Dear Reader,
Hello, and welcome to Issue Twenty-Three!
I'm excited to first highlight the return of our Classic Reprint series, where we're honored to be able to reprint Charles Johnson's excellent story "Popper's Disease," as introduced by Tom Williams. Williams begins:
"No science fiction!"
One of my biggest mistakes as a creative writing instructor was asserting the prohibition above. Along with "no westerns, no vampires, no historical romances or fantasy stories," my syllabi, I felt confident, established the notion that students first learn the basics of storytelling before getting lost in the trappings of genre.

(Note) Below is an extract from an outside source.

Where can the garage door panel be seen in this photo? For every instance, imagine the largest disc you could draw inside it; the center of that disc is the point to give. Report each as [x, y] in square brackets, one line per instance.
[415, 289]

Yet in every class I taught with such a syllabus a student made it her or his sole aim to show me the story that proved quote unquote genre fiction could rise to the level of the kind I championed: Faulkner, O'Connor, Morrison, Roth. I can't remember any of my students' choices doing anything but tiring me. All the Asimov and Clarke and Heinlein and their imitators just seemed inferior. But then I discovered Charles Johnson's "Popper's Disease."
Our sincerest thanks again to Dr. Johnson for allowing us to reprint this story, which first appeared in his collection The Sorcerer's Apprentice, in 1977. You can click here to read the rest of Williams' introduction, and then here to move on to Johnson's "Popper's Disease."
Elsewhere in Issue Twenty-Three, we have new fiction by Rob Roensch, Kate Petersen, Christy Crutchfield, and Christian Moody, as well as novel excerpts from Wire to Wire by Scott Sparling, Giant Slugs by A D Jameson, and Paperboy: A Dysfunctional Novel by Bob Thurber.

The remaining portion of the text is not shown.